I want us to be better at collecting tax, to increase taxes for the better off, to increase corporation tax, and to crack down hard on tax avoidance and tricks like those Amazon, Starbucks and Google are getting up to. I’m pleased to see the intense scrutiny there’s been or HMRC sweetheart deals, and I want to see unilateral, EU and international action on tax havens, tax avoidance and every kind of tax dodge. I’m happy celebrities have been outed as tax avoiders.
But I also agree with Ed Balls, who said yesterday:
I think he’s absolutely right to argue for public service reform and redesign to deliver better public services with less money. I think any UK government has to face that reality. As I said in my post, “no cuts” isn’t a credible position. The real questions are “how deep do we have to cut”, “when should we cut”, “who should bear the brunt of the cuts” and “can we do this in a radically different way that’s fair and sustainable even with a lower budget”.
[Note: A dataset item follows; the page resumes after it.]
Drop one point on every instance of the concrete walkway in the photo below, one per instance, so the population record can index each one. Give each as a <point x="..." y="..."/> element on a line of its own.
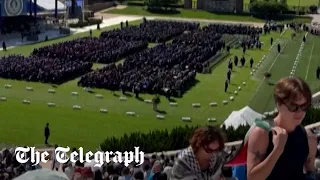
<point x="54" y="34"/>
<point x="100" y="14"/>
By the way, you’ve not said whether legal aid would be the first thing you’d protect, or whether you’d prioritise the health service, say, or benefits, or winter fuel payment, over legal aid. Which is it? Or do you just say enough tax can be raised so that the deficit can be eliminated without a single cut in any item of public spending at all?
It seems to me the question is about whether the proposed cuts and competition amount to a major upgrade of a system in need of improvement or whether it is only tinkering at the edges of administrative processes working on the brink of failure.
The profession’s response to the proposals that the MOJ has come up with indicates they are neither revolutionary enough to inspire anyone to follow them, nor are they likely to be effective in saving costs – examples of “radical” reform in other ministries point to significant ancillary and additional costs being incurred (see DCMS restructures, or the NHS) and in some cases additional inefficiencies being brought to the system (see court interpreters and private transport provisions to and from courts).
What is most galling in these proposals is that it returns defendants in need of financial support to the state of disempowered recipients of the bounty of the state: allocated a solicitor not of their choosing, they can like it or lump it, while the other side retains the freedom to hire the best they can afford.
Why not invest the time in genuinely rethinking the administration of justice? Can it really not be done better, while also placing the end user at the heart of the system? Legal aid users are not a by product of the law, likely to reduce in numbers if the supply of aid is cut, they are the by-products of a society where inequalities exist and go increasingly unchecked.
It is the laziness of the approach which adds insult to injury, one which is happy to conflate defendants with those found guilty of crimes; one which assumes that money is the only incentive for lawyers and that access to justice is a privilege to be parsimoniously measured out rather than a right afforded all citizens of a civilised country.
And yes, to my mind universal provision of assistance to understand, interpret and apply the law should still be the objective, even if it takes a truly radical rethinking of how it is done if it is to be afforded.